İHMAL, KADER DEĞİL SORUMLULUKTUR

(Geçen haftaki köşe yazımın teknik sorunlar nedeniyle eksik yayınlanmasından dolayı bu hafta tekrar paylaşıyorum.)
Dünya öğrencisi olan Ruh, kişiden kişiye farklı olmak üzere olumlu nefsler yanında, olumsuz nefslerle de donatılmış olarak yaratılmıştır. Allah'ın yaratma gücünden sadece biri olan öğrenci Ruh ve insan denilen vücut birlikteliğinden oluşturulan Beşer'e, Dünya'ya gönderilirken bizzat kendisinin geçireceği veya aracı olacağı sınavlara göre ve Allah dediğimiz gücün evrensel planına göre farklı güçte olmak üzere ve kendisine yeteceği kadar beden özellikleri, kişilik vasıfları ve akıl kapasitesine uygun zekâ verilmektedir. Zekâ ile beceri kapasitesinin insandan insana farklı olduğu ve insanlara bu özelliklerinin gücüne göre hafif veya ağır sınavlar yapılmakta olduğu Kur'an'da birkaç ayette belirtilmektedir (Bakara-233: Hiçbir kimseye gücünün üstünde sorumluluk yüklenmez. İsra-84: De ki: "Herkes kendi yapısına /yaratılış özelliklerine uygun işler görür /yolunu seçer. Rabbiniz, en doğru yolda olanı daha iyi bilir. Talak-7: Allah hiç kimseyi kendisine verdiğinden başkasıyla mükellef (sorumlu) tutmaz". Yaratılış aşamasında, her insana yaratılış amacı olan nefs derslerinden ve bunlara yönelik uğrayacağı sınavlardan geçer not alabilmesi doğrultusunda verilmiş olan bu kapasitesi ve gücüne uygun görev ve sorumluluk yüklenmektedir.

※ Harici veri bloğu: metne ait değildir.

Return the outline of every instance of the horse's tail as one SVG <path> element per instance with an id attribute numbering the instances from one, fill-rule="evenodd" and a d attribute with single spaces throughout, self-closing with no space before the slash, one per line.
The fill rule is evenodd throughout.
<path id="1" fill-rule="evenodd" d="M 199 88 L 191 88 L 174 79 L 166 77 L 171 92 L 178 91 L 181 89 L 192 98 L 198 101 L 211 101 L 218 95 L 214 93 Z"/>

"HAYDİ ESKİŞEHİR BELEDİYE VE STK'LAR, SAHİPSİZ HAYVANLARI "MERKEZ VE İZLEME ALANI İLE SAHİPLENELİM"
Verilen bu sorumluluğa uygun yaşamak kesin bir hükümdür ve bir ibadet demektir. Bu bağlamda kişi hangi işi yaparsa yapsın, bu işi en doğru ve en güzel şekilde yapmakla da sorumlu olmaktadır. Bu konu ve gerekliliği o kadar önemli ve birçok meslek ve görev ile ilgili ki, dikkat edersek, bu derdin hemen hemen her gün ve yaygın olduğunu görmekteyiz. Örneğin en basitinden eve bir tamirci çağırıyorsunuz, bir de bakıyorsunuz, adam tornavidayı çevirmesini veya matkabı kullanmasını öğrenmiş, ancak mesleğinin ayrıntısından, estetiğinden ve sanatkârca gerçekleştirilmesinden habersiz. Çünkü yaptığı işin eksiksiz ve usulüne uygun yapılmasını becerememekte ve hatta zaman zaman siz onu yönetmek veya sık sık denetlemek durumunda kalıyorsunuz. Bu nedenle de yapılan iş kısa sürede bozulmakta, yeniden bir tamirci çağırmak zorunda kalınıyor ve masraf katlanmaktadır. Onun için "Usta çok, fakat mesleğinin sanatkârı çok az" deyimini kullanmak aşamasındayım.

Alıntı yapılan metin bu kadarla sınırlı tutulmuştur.